The model accuracy is then evaluated as a function of the noise strength $\sigma$.

### 2. Feature Attribution (SHAP)
Shapley Additive Explanations (SHAP) are used to quantify the contribution of each feature to the model's prediction. For a specific prediction, the Shapley value $\phi_i$ represents the change in the log-odds of the classification output attributable to feature $i$, averaged over all possible feature coalitions.

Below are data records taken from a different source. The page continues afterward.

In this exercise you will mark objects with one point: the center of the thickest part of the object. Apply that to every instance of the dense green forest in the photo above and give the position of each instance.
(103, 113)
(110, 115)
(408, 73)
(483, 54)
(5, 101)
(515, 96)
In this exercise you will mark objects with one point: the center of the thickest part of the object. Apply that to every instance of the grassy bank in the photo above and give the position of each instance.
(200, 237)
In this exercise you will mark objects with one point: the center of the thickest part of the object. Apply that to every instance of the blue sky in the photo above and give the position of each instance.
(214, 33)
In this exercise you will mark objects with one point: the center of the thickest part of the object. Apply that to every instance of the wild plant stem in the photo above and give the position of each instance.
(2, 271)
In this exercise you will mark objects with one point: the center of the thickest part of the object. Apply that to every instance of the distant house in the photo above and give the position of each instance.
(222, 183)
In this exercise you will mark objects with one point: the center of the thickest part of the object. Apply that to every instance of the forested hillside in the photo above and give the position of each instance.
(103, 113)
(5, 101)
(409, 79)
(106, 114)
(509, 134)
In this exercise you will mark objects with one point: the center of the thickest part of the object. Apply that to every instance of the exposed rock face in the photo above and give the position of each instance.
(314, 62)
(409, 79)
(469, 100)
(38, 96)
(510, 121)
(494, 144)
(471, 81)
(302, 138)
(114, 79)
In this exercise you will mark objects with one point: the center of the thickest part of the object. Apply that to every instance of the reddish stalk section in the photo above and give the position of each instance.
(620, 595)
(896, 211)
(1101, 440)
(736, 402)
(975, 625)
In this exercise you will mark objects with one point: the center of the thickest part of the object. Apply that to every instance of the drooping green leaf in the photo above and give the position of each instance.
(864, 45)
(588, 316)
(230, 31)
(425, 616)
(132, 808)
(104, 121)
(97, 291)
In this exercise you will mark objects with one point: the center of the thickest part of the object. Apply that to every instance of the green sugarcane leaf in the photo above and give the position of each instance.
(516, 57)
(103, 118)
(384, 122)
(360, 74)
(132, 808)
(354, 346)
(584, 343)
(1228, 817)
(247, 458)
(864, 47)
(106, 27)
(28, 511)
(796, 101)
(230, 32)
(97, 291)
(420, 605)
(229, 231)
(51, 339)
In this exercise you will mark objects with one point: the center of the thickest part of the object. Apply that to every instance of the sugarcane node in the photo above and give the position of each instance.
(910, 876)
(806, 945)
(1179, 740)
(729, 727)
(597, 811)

### 3. Probability Correlations
The classifier outputs a probability $P(\text{Quark} | \mathbf{x})$. To verify that the model is learning physics rather than artifacts, this probability is correlated against internal microphysical parameters $\theta$ (such as central density $\epsilon_c$ or sound speed $c_s^2$) that were **not** provided as inputs to Model A.

$$
\text{Correlation Map}: \quad \theta \longleftrightarrow P(\text{Quark})
$$

If the model is physically sound, $P(\text{Quark})$ should show structured correlations with these hidden variables (e.g., transitions in slope or density).

## Code Walkthrough

### 1. Analysis Orchestrator
The `run_advanced_analysis` function serves as the driver. It accepts the dictionary of trained models and the test dataset. It selectively runs diagnostics for Model 'Geo' (Mass-Radius only) and Model 'A' (Observables with Tidal Deformability).

```python
def run_advanced_analysis(df, models_dict, X_test, y_test):
    # ...
    # 1. Learning Curves
    plot_learning_curve(models_dict['Geo'], df, 'Geo', ...)
    
    # 2. Noise Robustness
    plot_noise_robustness(models_dict['A'], X_test, y_test)
    
    # 3. Physics Correlations
    # ...
    
    # 4. SHAP Analysis
    plot_shap_analysis(...)
```

### 2. Physical Correlation Plots
The function `plot_probability_kde` visualizes the relationship between the predicted probability of a star being a Quark star and its underlying physical properties.

*   **Logic:** It creates a Kernel Density Estimation (KDE) contour plot.
*   **Purpose:** To reveal if the model implicitly learns boundaries associated with the speed of sound limit ($c_s^2=1/3$) or the topological slope transition ($dR/dM=0$), even if those features were not explicit inputs.

### 3. Learning Curves
The `plot_learning_curve` function assesses overfitting and data saturation.

*   **Cross-Validation:** It uses `GroupKFold` to ensure that training and validation splits do not share points from the same EoS curve.
*   **Metric:** It plots training accuracy and cross-validation accuracy as the training set size increases. A converging gap indicates a well-generalized model.

### 4. Noise Robustness Test
The `plot_noise_robustness` function simulates the degradation of Model A's performance under increasingly poor observational conditions.

```python
noise = np.random.normal(0, sigma, size=len(X_noisy))
X_noisy['Radius'] += noise
acc = model.score(X_noisy[required_cols], y_test)
```

This loop evaluates the model accuracy for noise levels $\sigma$ ranging from 0.0 to 2.0 km.

### 5. SHAP Analysis
The `plot_shap_analysis` function generates a "beeswarm" plot using the `shap` library (if available). This visualization shows:
*   **Feature Importance:** Which features (Mass, Radius, Lambda) drive the decision.
*   **Directionality:** Whether high or low values of a feature push the prediction toward "Quark" or "Hadronic".

## Visualization Output

This script generates four types of figures in the `plots/` directory:

1.  **`fig_ml_learning_curve_{model}.pdf`**: Shows the training and validation accuracy vs. the number of training samples.
2.  **`fig_ml_noise_robustness.pdf`**: A line plot showing how Model A's accuracy decays as radius noise increases. Reference lines for NICER errors ($\approx 0.5$ km) are included.
3.  **`fig_corr_{model}_{tag}.pdf`**: Contour maps showing the density of predictions. The x-axis represents a physical quantity (e.g., Log Tidal, Central Density), and the y-axis represents the predicted $P(\text{Quark})$.
4.  **`fig_ml_shap_beeswarm_{model}.pdf`**: A summary plot where each dot is a test sample. The x-position represents the SHAP value (impact on model output), and the color represents the feature value (Red=High, Blue=Low).